Performance and Agility: A Critical Balancing Act | Straight Talk


The latest insights from your peers on the latest in Enterprise IT, straight to your inbox.

Juniper Networks' founder on the importance of infrastructure.

Twenty years ago, with the rapid growth in Internet use providing evidence of its value and with the availability of optical fiber causing a rapid drop in the cost of long-distance bandwidth, Pradeep Sindhu had an important insight. The Internet Protocol, he concluded, would be the only technology capable of providing network connectivity for computers at a world-wide scale. This insight led to the successful founding in 1996 of Juniper Networks, which is now celebrating its 20th anniversary.

Sindhu, now Juniper’s Vice Chairman and Chief Technology Officer, continues his deep involvement in technology. His long tenure in the industry provides him with a fundamentals-based perspective that isn’t affected by what is simply fashionable. And his reading of recent trends has given him some cause for concern. He believes that while the current focus on infrastructure agility is important, continually improving infrastructure performance is equally important. In fact, focusing on agility alone at the expense of performance raises risks, for companies and for the industry.

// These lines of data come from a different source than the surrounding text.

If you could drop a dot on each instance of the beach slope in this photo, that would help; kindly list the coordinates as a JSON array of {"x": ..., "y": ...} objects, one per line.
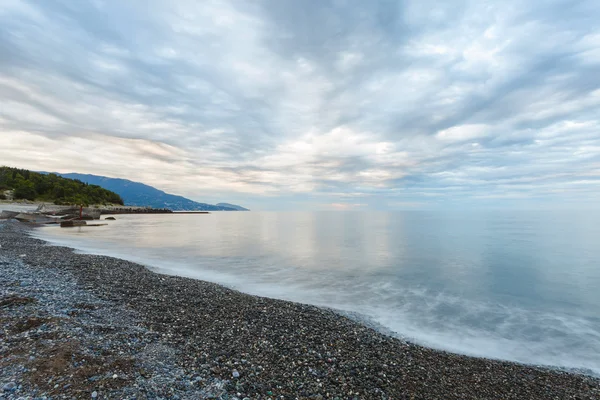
[{"x": 82, "y": 326}]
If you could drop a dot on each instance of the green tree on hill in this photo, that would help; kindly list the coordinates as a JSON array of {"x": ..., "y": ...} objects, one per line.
[{"x": 53, "y": 188}]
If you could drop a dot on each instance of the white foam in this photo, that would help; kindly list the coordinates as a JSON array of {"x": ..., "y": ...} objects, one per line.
[{"x": 471, "y": 328}]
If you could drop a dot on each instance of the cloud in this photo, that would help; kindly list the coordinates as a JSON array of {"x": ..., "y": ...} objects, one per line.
[{"x": 310, "y": 102}]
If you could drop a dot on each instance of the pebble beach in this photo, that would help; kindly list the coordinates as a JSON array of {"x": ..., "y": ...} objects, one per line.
[{"x": 76, "y": 326}]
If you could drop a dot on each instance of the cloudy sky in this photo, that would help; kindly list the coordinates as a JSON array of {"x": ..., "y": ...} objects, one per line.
[{"x": 310, "y": 104}]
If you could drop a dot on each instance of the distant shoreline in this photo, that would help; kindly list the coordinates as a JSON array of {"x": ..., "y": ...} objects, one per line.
[{"x": 277, "y": 348}]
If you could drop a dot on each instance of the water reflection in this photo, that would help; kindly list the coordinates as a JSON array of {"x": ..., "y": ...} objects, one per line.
[{"x": 514, "y": 286}]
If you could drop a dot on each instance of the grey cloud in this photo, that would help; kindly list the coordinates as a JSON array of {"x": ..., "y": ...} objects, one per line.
[{"x": 229, "y": 84}]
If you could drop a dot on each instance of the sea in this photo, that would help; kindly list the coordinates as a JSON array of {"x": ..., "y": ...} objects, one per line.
[{"x": 518, "y": 286}]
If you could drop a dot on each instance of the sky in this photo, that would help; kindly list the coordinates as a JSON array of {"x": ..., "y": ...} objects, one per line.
[{"x": 312, "y": 104}]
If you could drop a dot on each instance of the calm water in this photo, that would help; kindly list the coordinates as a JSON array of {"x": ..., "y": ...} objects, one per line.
[{"x": 515, "y": 286}]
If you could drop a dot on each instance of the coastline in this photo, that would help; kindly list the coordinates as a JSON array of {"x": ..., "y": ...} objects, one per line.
[{"x": 173, "y": 337}]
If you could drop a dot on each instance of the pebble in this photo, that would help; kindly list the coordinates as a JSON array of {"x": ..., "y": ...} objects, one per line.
[{"x": 188, "y": 338}]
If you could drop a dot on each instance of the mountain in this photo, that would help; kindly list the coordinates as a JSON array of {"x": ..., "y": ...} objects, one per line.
[
  {"x": 141, "y": 195},
  {"x": 228, "y": 205},
  {"x": 24, "y": 184}
]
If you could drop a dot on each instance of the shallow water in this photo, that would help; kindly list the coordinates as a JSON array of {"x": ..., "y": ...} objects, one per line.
[{"x": 509, "y": 285}]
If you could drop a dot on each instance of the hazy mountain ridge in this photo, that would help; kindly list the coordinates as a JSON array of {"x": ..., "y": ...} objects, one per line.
[{"x": 142, "y": 195}]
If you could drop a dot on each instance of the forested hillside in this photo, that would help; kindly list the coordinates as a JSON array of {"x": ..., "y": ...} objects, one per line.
[{"x": 53, "y": 188}]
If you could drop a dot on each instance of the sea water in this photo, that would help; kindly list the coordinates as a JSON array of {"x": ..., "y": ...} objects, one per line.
[{"x": 519, "y": 286}]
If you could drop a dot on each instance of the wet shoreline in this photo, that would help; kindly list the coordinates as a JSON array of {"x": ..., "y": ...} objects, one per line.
[{"x": 233, "y": 345}]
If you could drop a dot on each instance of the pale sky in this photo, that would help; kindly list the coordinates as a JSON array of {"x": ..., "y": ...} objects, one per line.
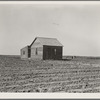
[{"x": 76, "y": 25}]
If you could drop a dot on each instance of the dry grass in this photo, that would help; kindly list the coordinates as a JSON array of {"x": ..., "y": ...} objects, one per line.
[{"x": 79, "y": 75}]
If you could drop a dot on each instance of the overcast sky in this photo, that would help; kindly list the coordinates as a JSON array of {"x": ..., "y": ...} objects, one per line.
[{"x": 76, "y": 25}]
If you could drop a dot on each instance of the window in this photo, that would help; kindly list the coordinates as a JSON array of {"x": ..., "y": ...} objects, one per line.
[
  {"x": 55, "y": 51},
  {"x": 23, "y": 52},
  {"x": 36, "y": 52}
]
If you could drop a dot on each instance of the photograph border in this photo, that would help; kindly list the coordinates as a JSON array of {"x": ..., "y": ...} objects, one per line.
[{"x": 26, "y": 96}]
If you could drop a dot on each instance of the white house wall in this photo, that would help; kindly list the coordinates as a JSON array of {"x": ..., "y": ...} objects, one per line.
[{"x": 37, "y": 45}]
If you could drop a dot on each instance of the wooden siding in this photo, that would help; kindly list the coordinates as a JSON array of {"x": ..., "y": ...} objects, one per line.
[
  {"x": 52, "y": 52},
  {"x": 36, "y": 50}
]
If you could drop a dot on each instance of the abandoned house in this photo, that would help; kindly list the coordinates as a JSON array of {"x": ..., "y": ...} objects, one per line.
[{"x": 43, "y": 48}]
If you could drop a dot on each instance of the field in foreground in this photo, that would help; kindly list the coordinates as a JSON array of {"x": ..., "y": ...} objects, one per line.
[{"x": 75, "y": 76}]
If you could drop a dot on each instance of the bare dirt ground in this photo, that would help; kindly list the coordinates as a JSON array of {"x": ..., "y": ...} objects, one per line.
[{"x": 74, "y": 76}]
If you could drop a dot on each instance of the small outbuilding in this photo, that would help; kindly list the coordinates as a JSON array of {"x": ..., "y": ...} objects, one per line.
[{"x": 44, "y": 49}]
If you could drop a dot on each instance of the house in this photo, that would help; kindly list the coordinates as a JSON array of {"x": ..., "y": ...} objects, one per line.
[{"x": 43, "y": 48}]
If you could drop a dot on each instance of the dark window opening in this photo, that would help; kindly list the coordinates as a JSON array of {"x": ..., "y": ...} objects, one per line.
[{"x": 36, "y": 52}]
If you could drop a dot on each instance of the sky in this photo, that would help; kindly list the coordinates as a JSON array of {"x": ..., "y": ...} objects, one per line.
[{"x": 75, "y": 24}]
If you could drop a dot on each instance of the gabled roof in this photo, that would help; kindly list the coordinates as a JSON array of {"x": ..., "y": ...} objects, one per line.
[{"x": 48, "y": 41}]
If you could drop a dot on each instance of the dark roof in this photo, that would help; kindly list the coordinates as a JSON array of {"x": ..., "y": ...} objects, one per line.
[{"x": 48, "y": 41}]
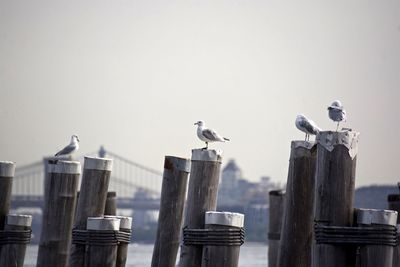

Before founding Juniper Networks, Sindhu was a Principal Scientist and Distinguished Engineer at Xerox's Palo Alto Research Center (PARC), where he worked on design tools for VLSI and on high-speed interconnects for shared-memory multiprocessors. He was also instrumental in the commercial development of Sun Microsystems' first high-performance multi-processor system family.

Sindhu holds a bachelor's degree in electrical engineering from the Indian Institute of Technology in Kanpur, a master's degree in the same discipline from the University of Hawaii, and both master's and doctorate degrees in computer science from Carnegie Mellon University.

The following is an edited transcript of a conversation Sindhu had with CTO Straight Talk Editor-in-Chief Paul Hemp and Articles Editor Gil Press.

For over 30 years, you’ve been driving innovation in an industry where change is the only constant. When so many components of IT change so frequently, it is sometimes difficult to see the big picture. What do you see as the key developments in the industry over the last decade or so?

The most important recent change is the measurement of progress in information technology. While improvements in the performance of networking, computing, and storage have been and continue to be important, there is another dimension that has become critical—the infrastructure’s “agility.”

Companies like Google and Amazon pioneered agility for compute infrastructure housed in their data centers. They viewed a data center as a single large computer that had a logically centralized “orchestration system” analogous to the operating system of a single computer. This centralized software permitted much better infrastructure agility. It allowed new, unanticipated applications to run on the infrastructure quicker than it was possible to do on traditional IT infrastructure. 

So how do you define agility?

Performance is an attribute that is reasonably well understood—for example, megabits per second for networks, or MIPS for a computer. Agility as applied to infrastructure does not have such a generally understood definition. We can define it as the speed with which one can get infrastructure to do something that was not anticipated when the infrastructure was put into operation—for example, getting an infrastructure to deliver an entirely new service. It should be clear from the definition that making infrastructure agile requires it to be programmable in one manner or another. 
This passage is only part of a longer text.